- Born: Henry Morris 14 January 1874 Cashlan East, Donaghmoyne, County Monaghan, Ireland
- Died: 13 August 1945 (aged 71) Strabane, County Tyrone
- Occupations: Schoolteacher, folklorist, historian, writer
- Spouses: Eibhlín Ní Raghallaigh ​ ​(m. 1906; died 1908)​; Máire Woods ​(m. 1912)​;
- Children: Colm Ó Muirgheasa (b. 1907; died 1907)
- Parents: Mary Ward (mother); Luke Ward (father);
- Writing career
- Literary movement: Gaelic League
- Website: enri.ie

= Énrí Ó Muirgheasa =

Irish civil servant, folklore collector and writer

Énrí Ó Muirgheasa (also spelled Ua Muirgheasa, Ó Muireasa, and Ó Muiríosa; Henry Morris) (14 January 1874 – 13 August 1945), was an Irish civil servant, Irish language scholar, folklore collector, historian and writer.

==Early life and family==
Ó Muirgheasa was born in Cashlan East, Lisdoonan, Donaghmoyne, County Monaghan on 14 January 1874. He was a son of Lúcas Ó Muirgheasa, a farmer, and Máire Nic Ward. He attended Lisdoonan school but learned to read and write Irish from his granduncle, Proinsias Ó Conghaile.

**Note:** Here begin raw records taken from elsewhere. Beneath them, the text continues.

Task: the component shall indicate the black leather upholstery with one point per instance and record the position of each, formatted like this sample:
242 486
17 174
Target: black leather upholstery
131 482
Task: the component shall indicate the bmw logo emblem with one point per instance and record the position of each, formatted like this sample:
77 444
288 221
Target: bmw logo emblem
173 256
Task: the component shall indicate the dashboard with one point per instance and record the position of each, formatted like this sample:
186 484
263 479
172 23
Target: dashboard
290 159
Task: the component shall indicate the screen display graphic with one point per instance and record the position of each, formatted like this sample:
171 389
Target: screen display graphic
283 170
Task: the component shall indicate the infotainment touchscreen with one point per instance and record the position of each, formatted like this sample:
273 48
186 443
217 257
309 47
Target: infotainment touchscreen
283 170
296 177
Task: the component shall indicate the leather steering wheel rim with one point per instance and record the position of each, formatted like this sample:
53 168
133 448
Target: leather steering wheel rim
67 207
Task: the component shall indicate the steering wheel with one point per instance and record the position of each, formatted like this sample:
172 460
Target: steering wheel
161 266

Ó Muirgheasa married harpist and fellow teacher, Eibhlín Ní Raghallaigh (Helen O'Reilley) of Dundalk in 1906. Their son, Colum, was born and died in 1907. Eibhlín died in 1908. In 1912, he remarried to Máire Woods from County Galway. Ó Muirgheasa died on 13 August 1945 in Strabane.

==Career==
He was appointed monitor at Lisdoonan school in 1888, where he established the first Monaghan branch of the Gaelic League. Ó Muirgheasa graduated as a teacher from St. Patrick's College, Drumcondra, in 1900, obtaining a teaching post at St. Malachy's, Dundalk, in 1901, where he was one of the founders of the Louth Historical and Archaeological Society in 1903. Ó Muirgheasa moved to Strabane, County Tyrone in 1907, where he organised the teaching of Irish in schools. He moved to Derry in 1912, and then became a school inspector in Skerries. In 1923, he was appointed a divisional inspector in Sligo, becoming deputy chief inspector in 1932.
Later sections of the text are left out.